Ames Laboratory researchers create cheaper alloy for use in high-performance magnets

28 Apr 2015

A new magnetic alloy created by scientists at the United States Department of Energy's Ames Laboratory could be an inexpensive alternative to traditional rare-earth permanent magnets. The new alloy could replace high-performance permanent magnets that find application in automobile engines.

Reports say while creating the new alloy, the researchers did not use rare earth elements dysprosium. They used cerium, which is the most abundant rare earth element.

The new alloy is made from iron, neodymium and boron co-doped with cerium and cobalt. Post doctoral researchers, Arjun Pathak and Mahmud Khan made the discovery. The materials they used to make the alloy are about 20 to 40 per cent cheaper than the dysprosium-containing magnets.

Additionally, the alloy can resist demagnetisation at very high temperatures. According to the reports, the alloy performed better than other materials at a temperature of about 150 degree Celsius.

Karl A Gschneidner and fellow scientists at the US Department of Energy's Ames Laboratory have created a new magnetic alloy that is an alternative to traditional rare-earth permanent magnets, Ames Laboratory said in a press release.

The new alloy - a potential replacement for high-performance permanent magnets found in automobile engines and wind turbines - eliminates the use of one of the scarcest and costliest rare earth elements, dysprosium, and instead uses cerium, the most abundant rare earth.

The result, an alloy of neodymium, iron and boron co-doped with cerium and cobalt, is a less expensive material with properties that are competitive with traditional sintered magnets containing dysprosium.

Experiments performed at Ames Laboratory by post-doctoral researcher Arjun Pathak and Mahmud Khan (now at Miami University) demonstrated that the cerium-containing alloy's intrinsic coercivity - the ability of a magnetic material to resist demagnetization - far exceeds that of dysprosium-containing magnets at high temperatures. The materials are at least 20 to 40 per cent cheaper than the dysprosium-containing magnets.

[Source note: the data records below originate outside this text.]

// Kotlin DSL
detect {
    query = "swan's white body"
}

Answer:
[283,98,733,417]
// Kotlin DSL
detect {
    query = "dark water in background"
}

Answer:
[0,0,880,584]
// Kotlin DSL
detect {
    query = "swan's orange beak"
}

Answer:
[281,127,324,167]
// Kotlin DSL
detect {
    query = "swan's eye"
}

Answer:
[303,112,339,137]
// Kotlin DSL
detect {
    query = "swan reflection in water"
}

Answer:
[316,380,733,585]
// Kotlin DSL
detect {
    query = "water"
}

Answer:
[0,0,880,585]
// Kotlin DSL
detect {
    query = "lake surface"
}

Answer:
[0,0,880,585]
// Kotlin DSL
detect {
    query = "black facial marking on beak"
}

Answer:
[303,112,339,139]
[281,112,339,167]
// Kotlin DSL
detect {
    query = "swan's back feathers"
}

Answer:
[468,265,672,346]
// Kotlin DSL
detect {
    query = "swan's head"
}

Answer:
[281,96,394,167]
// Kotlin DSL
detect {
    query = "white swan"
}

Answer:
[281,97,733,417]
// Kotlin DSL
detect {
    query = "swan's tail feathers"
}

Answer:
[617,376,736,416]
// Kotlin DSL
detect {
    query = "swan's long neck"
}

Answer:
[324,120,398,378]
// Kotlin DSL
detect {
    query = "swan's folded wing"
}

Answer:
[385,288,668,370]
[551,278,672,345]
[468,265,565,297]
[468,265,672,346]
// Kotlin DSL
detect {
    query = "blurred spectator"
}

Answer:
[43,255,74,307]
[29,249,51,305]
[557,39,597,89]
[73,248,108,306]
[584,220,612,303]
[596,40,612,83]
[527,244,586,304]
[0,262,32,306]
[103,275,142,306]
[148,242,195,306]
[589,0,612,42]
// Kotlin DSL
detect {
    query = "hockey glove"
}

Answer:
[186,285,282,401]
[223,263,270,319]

"This is quite exciting result; we found that this material works better than anything out there at temperatures above 150° C," said Gschneidner. "It's an important consideration for high-temperature applications."

Previous attempts to use cerium in rare-earth magnets failed because it reduces the Curie temperature - the temperature above which an alloy loses its permanent magnet properties. But the research team discovered that co-doping with cobalt allowed them to substitute cerium for dysprosium without losing desired magnetic properties.

Finding a comparable substitute material is key to reducing manufacturing reliance on dysprosium; the current demand for it far outpaces mining and recycling sources for it.